Dia 28 de Janeiro - S. Tomás de Aquino






Fresco de Fra Angelico

Reproduzo aqui um fragmento do estudo de Eric Voegelin sobre o "intellectus bovinus" como lhe chamaram. (Tradução a publicar em breve nos Estudos de Ideias Políticas)

A obra de Tomás de Aquino (1225-1274) absorveu-o literalmente - morreu exausto antes de perfazer 50 anos - e absorveu-o existencialmente porque foi a expressão de uma vida ao serviço da investigação e ordenamento dos problemas da sua época. Afirmar que foi um grande pensador sistemático é uma meia-verdade. Sabia aplicar a sua mente imperial à multiplicidade de assuntos que o atraíam e distinguia-se por ter uma personalidade rica em sensibilidade, magnanimidade, energia intelectual e espírito sublime. A exclusiva vontade de ordenamento poderia produzir um sistema que fosse mais notável pela coerência do que pela captação da realidade.

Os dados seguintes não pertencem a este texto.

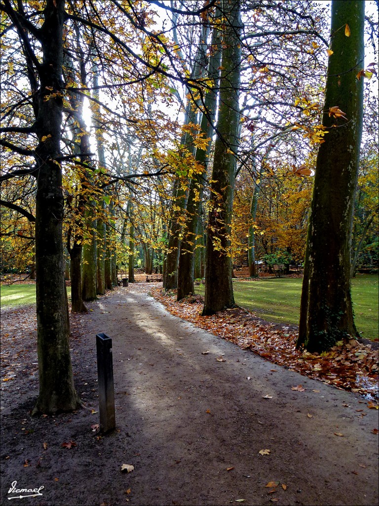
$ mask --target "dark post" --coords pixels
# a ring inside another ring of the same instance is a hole
[[[112,339],[102,332],[97,334],[96,350],[100,430],[102,432],[108,432],[116,428]]]

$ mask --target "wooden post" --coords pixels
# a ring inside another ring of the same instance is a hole
[[[97,334],[96,351],[100,430],[105,433],[116,428],[112,339],[102,332]]]

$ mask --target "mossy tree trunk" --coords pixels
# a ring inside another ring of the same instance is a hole
[[[353,213],[362,135],[364,2],[331,3],[330,49],[317,155],[297,347],[322,352],[358,335],[350,295]],[[351,34],[345,34],[348,25]],[[346,119],[329,116],[338,108]]]
[[[218,11],[219,19],[220,12]],[[218,30],[213,29],[211,48],[212,51],[209,57],[208,76],[214,83],[213,90],[206,93],[204,99],[204,107],[207,114],[202,116],[201,132],[204,138],[211,137],[213,132],[216,106],[217,98],[217,90],[218,88],[221,63],[221,51],[219,47],[220,35]],[[203,165],[203,174],[194,176],[190,183],[190,188],[187,199],[186,209],[186,225],[180,242],[178,268],[177,300],[180,301],[186,295],[194,292],[194,279],[195,277],[195,248],[199,234],[198,231],[201,227],[200,210],[202,206],[204,186],[208,165],[208,158],[210,151],[211,140],[205,149],[198,147],[195,153],[195,158],[199,164]],[[200,243],[201,244],[201,243]]]
[[[38,106],[35,108],[39,141],[36,149],[35,256],[39,393],[33,413],[71,411],[80,405],[70,356],[62,169],[57,160],[61,156],[64,8],[64,2],[47,0],[43,24],[35,32],[41,44],[42,62],[35,64],[40,79]],[[18,17],[10,7],[8,10],[16,26],[19,26]],[[21,36],[27,36],[26,32]],[[56,97],[48,98],[54,93],[57,94]]]
[[[203,315],[234,305],[229,254],[235,155],[238,149],[242,22],[240,2],[223,3],[220,106],[207,229],[205,295]]]

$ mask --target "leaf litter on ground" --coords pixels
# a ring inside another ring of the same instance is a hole
[[[379,355],[369,344],[352,339],[346,343],[340,342],[327,353],[310,353],[296,349],[297,328],[294,326],[264,322],[240,307],[202,316],[204,299],[201,296],[190,296],[177,302],[175,290],[163,292],[160,286],[155,286],[150,287],[149,292],[171,314],[231,341],[243,349],[312,379],[378,400]],[[304,391],[301,387],[292,389]],[[376,405],[373,404],[373,407]]]

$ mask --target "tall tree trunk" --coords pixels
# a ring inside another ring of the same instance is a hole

A grande receptividade poderia ter originado uma enciclopédia. Mas as duas faculdades combinaram-se num sistema que assinala o impulso dinâmico de Deus para o mundo através da causalidade criadora, e do mundo para Deus através do desiderium naturale:

A origem desta combinação deve-se ao sentimento que fez de Tomás um santo: a experiência da identidade entre a verdade de Deus e a realidade do mundo.

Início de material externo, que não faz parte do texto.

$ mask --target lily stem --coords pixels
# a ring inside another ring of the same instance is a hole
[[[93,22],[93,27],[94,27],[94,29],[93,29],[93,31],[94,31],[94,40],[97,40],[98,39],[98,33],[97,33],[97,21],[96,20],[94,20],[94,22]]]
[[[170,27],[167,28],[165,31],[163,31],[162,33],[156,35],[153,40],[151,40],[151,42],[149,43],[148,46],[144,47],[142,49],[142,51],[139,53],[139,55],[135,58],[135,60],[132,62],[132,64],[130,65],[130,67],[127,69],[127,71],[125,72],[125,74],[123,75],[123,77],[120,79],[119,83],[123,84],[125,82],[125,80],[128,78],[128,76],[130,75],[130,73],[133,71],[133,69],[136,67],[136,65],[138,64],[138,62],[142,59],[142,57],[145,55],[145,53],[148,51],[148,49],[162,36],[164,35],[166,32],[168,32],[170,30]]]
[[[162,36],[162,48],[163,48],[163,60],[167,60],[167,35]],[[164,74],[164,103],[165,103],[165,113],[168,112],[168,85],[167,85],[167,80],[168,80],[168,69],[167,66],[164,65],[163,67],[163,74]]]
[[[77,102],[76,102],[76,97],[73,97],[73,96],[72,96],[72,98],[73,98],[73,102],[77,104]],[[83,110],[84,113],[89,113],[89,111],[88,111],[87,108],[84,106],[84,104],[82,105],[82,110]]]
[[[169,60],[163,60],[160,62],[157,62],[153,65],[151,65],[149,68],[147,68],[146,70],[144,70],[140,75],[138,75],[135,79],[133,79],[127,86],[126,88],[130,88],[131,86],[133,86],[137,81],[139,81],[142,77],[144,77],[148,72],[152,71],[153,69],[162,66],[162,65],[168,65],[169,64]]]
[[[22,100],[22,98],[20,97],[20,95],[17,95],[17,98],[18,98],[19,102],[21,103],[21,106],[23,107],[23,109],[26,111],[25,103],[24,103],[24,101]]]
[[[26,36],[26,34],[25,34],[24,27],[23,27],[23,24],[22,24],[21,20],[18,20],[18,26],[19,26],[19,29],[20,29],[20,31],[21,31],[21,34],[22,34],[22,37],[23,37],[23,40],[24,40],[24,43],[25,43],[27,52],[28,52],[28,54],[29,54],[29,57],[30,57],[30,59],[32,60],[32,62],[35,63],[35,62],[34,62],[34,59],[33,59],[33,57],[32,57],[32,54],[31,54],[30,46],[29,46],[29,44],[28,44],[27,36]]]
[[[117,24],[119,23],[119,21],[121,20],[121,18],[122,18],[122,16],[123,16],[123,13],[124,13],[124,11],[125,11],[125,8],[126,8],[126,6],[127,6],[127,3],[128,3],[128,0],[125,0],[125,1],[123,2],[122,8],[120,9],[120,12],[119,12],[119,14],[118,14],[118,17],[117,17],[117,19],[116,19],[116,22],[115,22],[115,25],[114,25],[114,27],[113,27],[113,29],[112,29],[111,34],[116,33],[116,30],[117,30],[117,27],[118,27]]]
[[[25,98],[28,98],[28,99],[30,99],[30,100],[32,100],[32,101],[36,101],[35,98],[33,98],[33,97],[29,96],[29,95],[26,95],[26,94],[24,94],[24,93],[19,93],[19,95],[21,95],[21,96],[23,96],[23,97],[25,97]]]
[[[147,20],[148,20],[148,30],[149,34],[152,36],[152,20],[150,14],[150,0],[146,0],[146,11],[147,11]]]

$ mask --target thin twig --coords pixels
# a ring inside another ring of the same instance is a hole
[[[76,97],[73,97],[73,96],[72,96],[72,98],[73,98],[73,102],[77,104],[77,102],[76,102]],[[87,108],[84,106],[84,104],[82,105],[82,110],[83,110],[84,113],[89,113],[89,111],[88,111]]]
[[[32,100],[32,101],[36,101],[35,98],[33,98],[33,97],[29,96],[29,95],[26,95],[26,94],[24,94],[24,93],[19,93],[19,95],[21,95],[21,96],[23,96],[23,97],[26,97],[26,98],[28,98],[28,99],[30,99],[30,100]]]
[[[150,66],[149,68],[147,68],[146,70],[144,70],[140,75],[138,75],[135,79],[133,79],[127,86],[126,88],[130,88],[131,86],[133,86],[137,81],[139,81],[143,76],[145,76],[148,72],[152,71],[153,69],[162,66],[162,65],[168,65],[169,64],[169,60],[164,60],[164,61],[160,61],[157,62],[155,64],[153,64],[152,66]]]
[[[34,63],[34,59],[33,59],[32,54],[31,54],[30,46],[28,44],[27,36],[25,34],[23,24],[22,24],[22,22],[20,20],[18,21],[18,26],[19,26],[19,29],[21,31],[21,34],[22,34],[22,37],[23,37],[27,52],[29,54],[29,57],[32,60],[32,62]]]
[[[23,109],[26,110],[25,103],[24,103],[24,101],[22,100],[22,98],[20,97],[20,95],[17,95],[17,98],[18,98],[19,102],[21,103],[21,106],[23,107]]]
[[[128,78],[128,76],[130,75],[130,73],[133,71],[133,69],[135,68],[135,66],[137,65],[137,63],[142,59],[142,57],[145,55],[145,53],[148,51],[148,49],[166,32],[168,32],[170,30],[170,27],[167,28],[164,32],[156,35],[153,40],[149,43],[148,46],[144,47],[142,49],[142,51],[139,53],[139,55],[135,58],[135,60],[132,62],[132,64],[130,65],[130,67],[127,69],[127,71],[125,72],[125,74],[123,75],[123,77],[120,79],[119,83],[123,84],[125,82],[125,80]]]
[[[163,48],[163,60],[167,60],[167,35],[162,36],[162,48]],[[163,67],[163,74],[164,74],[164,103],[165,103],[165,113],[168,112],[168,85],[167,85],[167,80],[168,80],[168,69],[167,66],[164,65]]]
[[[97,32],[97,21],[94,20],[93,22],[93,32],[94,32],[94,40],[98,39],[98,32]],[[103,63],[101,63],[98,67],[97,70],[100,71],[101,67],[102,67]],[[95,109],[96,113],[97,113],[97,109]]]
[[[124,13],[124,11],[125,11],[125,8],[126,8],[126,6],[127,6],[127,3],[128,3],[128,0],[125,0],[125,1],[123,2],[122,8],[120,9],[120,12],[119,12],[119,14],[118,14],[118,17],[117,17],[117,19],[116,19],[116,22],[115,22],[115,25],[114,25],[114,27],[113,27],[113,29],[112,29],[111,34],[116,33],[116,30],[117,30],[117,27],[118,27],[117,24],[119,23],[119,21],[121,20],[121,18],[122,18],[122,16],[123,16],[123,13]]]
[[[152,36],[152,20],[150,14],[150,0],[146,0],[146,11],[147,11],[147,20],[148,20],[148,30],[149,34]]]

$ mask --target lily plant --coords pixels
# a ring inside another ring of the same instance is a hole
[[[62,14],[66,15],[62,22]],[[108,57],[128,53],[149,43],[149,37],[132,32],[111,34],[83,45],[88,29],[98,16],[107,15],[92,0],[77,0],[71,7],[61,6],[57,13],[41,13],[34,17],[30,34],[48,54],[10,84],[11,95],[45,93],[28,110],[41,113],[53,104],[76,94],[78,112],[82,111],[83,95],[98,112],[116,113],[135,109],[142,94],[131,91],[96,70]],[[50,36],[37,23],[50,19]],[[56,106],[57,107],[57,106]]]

"A ordem das coisas na verdade é a ordem das coisas no ser". Esta frase da Summa Contra Gentiles significa que o intelecto divino está impresso na estrutura do mundo; que a descrição ordenada do mundo resultará num sistema que descreve a verdade de Deus: que cada ser tem a sua razão e sentido na hierarquia da criação divina; que cumpre a finalidade da existência ordenando-se ao fim último que é Deus.

A frase também se aplica ao homem individual. Ontologicamente, o intelecto humano veicula a marca do intelecto divino. Metodologicamente, o uso do intelecto revela a verdade de Deus manifesta no mundo. Praticamente, a tarefa do pensamento significa a orientação da mente para Deus.

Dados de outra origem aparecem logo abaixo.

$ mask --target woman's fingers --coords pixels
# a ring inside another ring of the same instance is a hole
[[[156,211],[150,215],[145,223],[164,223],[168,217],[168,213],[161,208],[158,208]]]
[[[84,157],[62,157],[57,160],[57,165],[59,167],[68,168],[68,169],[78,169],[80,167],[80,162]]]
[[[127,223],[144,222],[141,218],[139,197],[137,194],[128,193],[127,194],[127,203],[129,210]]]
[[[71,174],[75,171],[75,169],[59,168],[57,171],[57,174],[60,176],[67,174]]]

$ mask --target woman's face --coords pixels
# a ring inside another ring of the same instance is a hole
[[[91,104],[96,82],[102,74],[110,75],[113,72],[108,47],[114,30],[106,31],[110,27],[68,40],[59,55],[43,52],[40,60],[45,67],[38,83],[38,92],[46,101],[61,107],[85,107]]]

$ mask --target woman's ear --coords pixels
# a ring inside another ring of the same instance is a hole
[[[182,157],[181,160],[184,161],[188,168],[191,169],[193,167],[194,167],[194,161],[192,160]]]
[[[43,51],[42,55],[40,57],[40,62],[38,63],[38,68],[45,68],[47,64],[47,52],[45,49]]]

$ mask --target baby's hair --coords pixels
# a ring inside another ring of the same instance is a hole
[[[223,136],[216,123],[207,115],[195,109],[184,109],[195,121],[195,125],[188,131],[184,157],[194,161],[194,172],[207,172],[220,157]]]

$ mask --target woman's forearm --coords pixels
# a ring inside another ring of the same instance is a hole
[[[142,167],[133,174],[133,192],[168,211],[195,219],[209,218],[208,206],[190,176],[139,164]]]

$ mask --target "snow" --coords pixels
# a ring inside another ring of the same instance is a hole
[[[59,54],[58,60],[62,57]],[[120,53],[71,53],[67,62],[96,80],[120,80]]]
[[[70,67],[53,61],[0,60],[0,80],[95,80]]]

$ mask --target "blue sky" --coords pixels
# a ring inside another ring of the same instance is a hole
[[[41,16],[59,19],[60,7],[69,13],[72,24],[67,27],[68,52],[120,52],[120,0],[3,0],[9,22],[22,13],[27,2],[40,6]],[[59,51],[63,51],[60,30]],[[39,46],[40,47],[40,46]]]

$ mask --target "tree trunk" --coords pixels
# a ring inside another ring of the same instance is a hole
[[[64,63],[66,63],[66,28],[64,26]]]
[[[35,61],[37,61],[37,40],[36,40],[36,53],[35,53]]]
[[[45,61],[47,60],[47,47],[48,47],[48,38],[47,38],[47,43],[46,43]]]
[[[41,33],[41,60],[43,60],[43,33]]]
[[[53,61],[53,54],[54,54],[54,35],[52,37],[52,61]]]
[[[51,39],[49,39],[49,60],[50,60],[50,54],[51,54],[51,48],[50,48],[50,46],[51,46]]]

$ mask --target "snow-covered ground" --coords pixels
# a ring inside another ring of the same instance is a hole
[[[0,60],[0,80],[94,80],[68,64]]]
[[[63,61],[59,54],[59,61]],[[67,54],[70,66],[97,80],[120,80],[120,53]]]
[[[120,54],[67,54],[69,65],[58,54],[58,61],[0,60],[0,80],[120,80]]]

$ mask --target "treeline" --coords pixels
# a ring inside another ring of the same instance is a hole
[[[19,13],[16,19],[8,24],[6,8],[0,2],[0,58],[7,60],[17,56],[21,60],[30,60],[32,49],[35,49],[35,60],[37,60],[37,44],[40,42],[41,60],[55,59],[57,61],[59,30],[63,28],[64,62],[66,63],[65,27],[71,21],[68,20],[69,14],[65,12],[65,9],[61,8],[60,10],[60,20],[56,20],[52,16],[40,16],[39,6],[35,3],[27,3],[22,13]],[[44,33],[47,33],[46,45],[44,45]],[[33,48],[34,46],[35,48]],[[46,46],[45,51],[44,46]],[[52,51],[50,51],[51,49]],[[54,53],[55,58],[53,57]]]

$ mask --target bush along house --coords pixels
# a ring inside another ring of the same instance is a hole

Na história do pensamento político, Tomás de Aquino divide duas eras: os seus poderes de harmonização foram capazes de criar um sistema espiritual que absorveu os conteúdos do mundo em transição: o povo revolucionário, o príncipe natural e o intelectual independente. O seu sistema é medieval enquanto manifestação do espiritualismo cristão: é moderno porque expressa as forças que vão determinar a história política do Ocidente até aos nossos dias - o povo organizado com constituição, a sociedade comercial burguesa, espiritualismo da Reforma e o intelectualismo da ciência. Alcançou esta espantosa concentração do passado e do futuro mediante o milagre da sua personalidade. Absorveu e manteve em equilíbrio sentimentos muito distintos. Tinha algo da receptividade de Frederico II às forças da época, mas ultrapassa-o em espiritualidade. Realça o individualismo de carácter de João de Salisbury pelo personalismo espiritual cristão; o seu humanismo digere Aristóteles e cria o estudo das instituições israelitas; o individualismo espiritual de S. Francisco aparece ainda mais radical no espiritualismo de Tomás; o populismo franciscano é continuado pela evocação da comunidade do homens politicamente livres enquanto a limitação de Cristo aos pobres é ultrapassado pelo reconhecimento das funções do príncipe; a consciência secular de Fiora é traduzida nas ideias da expansão da Igreja no mundo. O horizonte estreito da irmandade monástica é alargado à visão imperial de um mundo de comunidades perfeitas cristãs; o intelectualismo de Sigério é equilibrado por uma orientação mas com uma espiritualidade igualmente forte.

Através destes equilíbrios, Tomás de Aquino tornou-se figura única que pôde dar voz à Cristandade medieval imperial na linguagem do Ocidente moderno. Ninguém como ele poderia ter representado no estilo grandioso o homem ocidental espiritual e intelectualmente amadurecido.